Can You Really Be A Digital Nomad & A Young Mother?

Photo by Joana Duarte, Courtesy of Alex Holder.
When I was pregnant people often asked me, "Where are you going to live?" It was a strange question as I lived in a perfectly functioning rental with a spare bedroom. But the subtext to the question was, 'Your life doesn’t look very baby proof'. They were wondering when I would learn to drive and move to zone 4. Life with a child can look a million ways, but it’s amazing how often being a good mum is conflated with living in an extremely conventional way.
When people asked my six-month-pregnant belly whether I’d signed him up to nursery I looked at them and scowled. I didn’t bother; the thought of bowing down to a system where an unborn child was on a waiting list made me deliberately contrary. Of course, I fucked myself over here – it turns out that where I live, you really do need to sign up to a nursery early, the irony being that the more hippie and alternative the nursery, the longer the waiting list.
I’m not particularly unconventional; I wear mum jeans and have the same bob as my other mum friends. But just because I have a 3-year-old doesn’t mean I’m content with 'settling down'. Gap years, going travelling, becoming a digital nomad, living on the road and the whole 'finding yourself' on a beach all seem the preserve of the young and free. Does discovery and exploration really have to stop when you’re a parent?
I asked Julia Jerg, a self-proclaimed digital nomad who has worked out of 86 different countries, how people reacted when she first got pregnant. "My family and friends from home expected me to somehow settle down and finally start a 'normal' life. But other travellers, friends who lived similar lives to me, reacted differently, saying 'Yay! The next digital nomad is born!'" Julia now has a 2-year-old and a 2-week-old and hasn’t stopped moving; in the last year they have lived in the Czech Republic for a month, in Croatia for two months and in Portugal and Thailand each for three months. She makes it work by consulting on social reach and blogging as she travels.

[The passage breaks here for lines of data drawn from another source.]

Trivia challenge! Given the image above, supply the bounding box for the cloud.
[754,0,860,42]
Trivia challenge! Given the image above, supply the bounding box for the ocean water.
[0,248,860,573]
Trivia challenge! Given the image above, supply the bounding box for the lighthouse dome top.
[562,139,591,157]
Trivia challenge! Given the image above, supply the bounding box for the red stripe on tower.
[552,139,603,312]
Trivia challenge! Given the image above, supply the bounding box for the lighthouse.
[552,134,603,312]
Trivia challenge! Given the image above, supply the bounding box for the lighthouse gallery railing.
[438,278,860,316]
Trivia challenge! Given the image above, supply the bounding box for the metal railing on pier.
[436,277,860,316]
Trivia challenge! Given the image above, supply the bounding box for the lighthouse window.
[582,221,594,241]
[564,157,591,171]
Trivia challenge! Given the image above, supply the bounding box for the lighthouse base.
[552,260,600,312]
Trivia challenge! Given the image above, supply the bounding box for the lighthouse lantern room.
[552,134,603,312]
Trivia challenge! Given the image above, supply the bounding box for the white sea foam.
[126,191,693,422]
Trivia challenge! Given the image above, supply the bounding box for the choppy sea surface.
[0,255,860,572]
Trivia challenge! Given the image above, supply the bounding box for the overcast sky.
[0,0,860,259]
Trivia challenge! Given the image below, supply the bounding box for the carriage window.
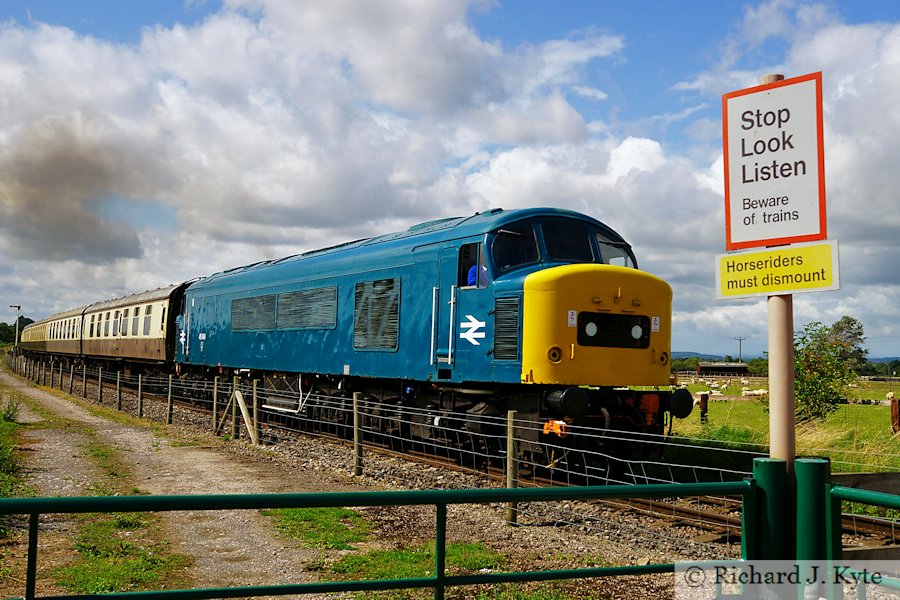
[597,233,637,269]
[457,242,489,288]
[353,278,400,350]
[491,224,538,271]
[144,304,153,335]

I found Kirsty, the mum of a 3-year-old, through the picturesque-sounding hashtag #vanlife. She lives in the UK in a converted van fitted out with beds, a kitchen and a dining room. "I had a tough end to 2017, I was miserable and lonely and things needed to change. I started decluttering my life – things, people, anything that no longer served me or made me feel happy – and looking into minimalism. Then #vanlife started popping up on my YouTube and I became slightly obsessed. I always wanted to live out of the 'norm', tree houses, narrowboats, backpacking…anything but a house!" she tells me.
My son is getting to the age when everyone keeps asking me where he’ll go to school, which is of course giving me itchy feet. While I applaud Julia and Kirsty for finding alternate ways of making it work, I’m not sure 86 different countries or living in a van would be right for us, but this isn’t about lifting from another mum's life, this is about realising that there are myriad ways of making it work for my own three-piece family.

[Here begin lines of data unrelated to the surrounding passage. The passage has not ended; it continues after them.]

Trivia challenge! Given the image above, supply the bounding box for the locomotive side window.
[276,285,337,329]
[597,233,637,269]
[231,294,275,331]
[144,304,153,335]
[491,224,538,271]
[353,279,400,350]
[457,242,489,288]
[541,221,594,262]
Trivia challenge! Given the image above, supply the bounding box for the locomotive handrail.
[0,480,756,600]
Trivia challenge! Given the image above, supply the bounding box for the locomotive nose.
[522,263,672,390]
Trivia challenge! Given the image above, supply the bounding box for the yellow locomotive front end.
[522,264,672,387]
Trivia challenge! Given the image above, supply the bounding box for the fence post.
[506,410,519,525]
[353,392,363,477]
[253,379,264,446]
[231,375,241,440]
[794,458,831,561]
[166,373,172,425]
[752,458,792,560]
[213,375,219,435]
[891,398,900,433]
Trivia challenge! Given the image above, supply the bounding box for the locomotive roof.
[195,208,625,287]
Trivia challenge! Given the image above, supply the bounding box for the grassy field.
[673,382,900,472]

Photo Courtesy Of Second Home Lisbon.
As I write this, I’m sat in the coworking space Second Home in Lisbon, surrounded by runaways and digital nomads, and feel very at home. My 'coworkers' are the perfect advertisement for a more nomadic life. Helene, who is sat next to me, works in fashion, has a 5-year-old and moved here from Paris. Seth, sat opposite, is Peruvian and has just come back from a morning surf. Flexible working is at the heart of renting a desk in a coworking space, which might explain why the parents I meet feel lighter – there is no one to apologise to when you have to leave at 4pm to pick up a toddler. Also because there are many people of different nationalities, it means there is no one dominant culture, no presumption of how you 'should' mum.
In Second Home I chat to Dutch, Portuguese and American mums – and I realise that seeking inspiration from how other people parent is vital for my parenting journey. The judgment that surrounds how we mum is relentless. Kirsty shared how some people have reacted since living on the road with her 3-year-old: "I’ve received comments on social media which weren't very nice or supportive and assumed we were doing it out of necessity or came from a rough background." When you become parents, and especially when you become a mum, there is an insidious play by society to slowly close the walls in on your life. It takes perseverance and a pretty thick skin to stay firm in your choices of how and where to parent.
I have embraced a nomadic life but as my bobbed hair suggests, I have done it in the most conventional of ways. I have a desk space in London’s Second Home and they have spaces in Lisbon and are soon to open in LA; like many coworking spaces with desks in different continents – The Wing, Soho Works, WeWork – they are allowing transient workers to thrive. The ready-made community that comes with Second Home meant it only took two conversations to find a nanny for my son in Lisbon. I have a 3-year-old, I’d like another kid and I’m probably never going to settle down, so yes, a mum can be a digital nomad, you’ll just have to put up with snarky comments and have the answer to "Oh, where will you live then?" down word for word.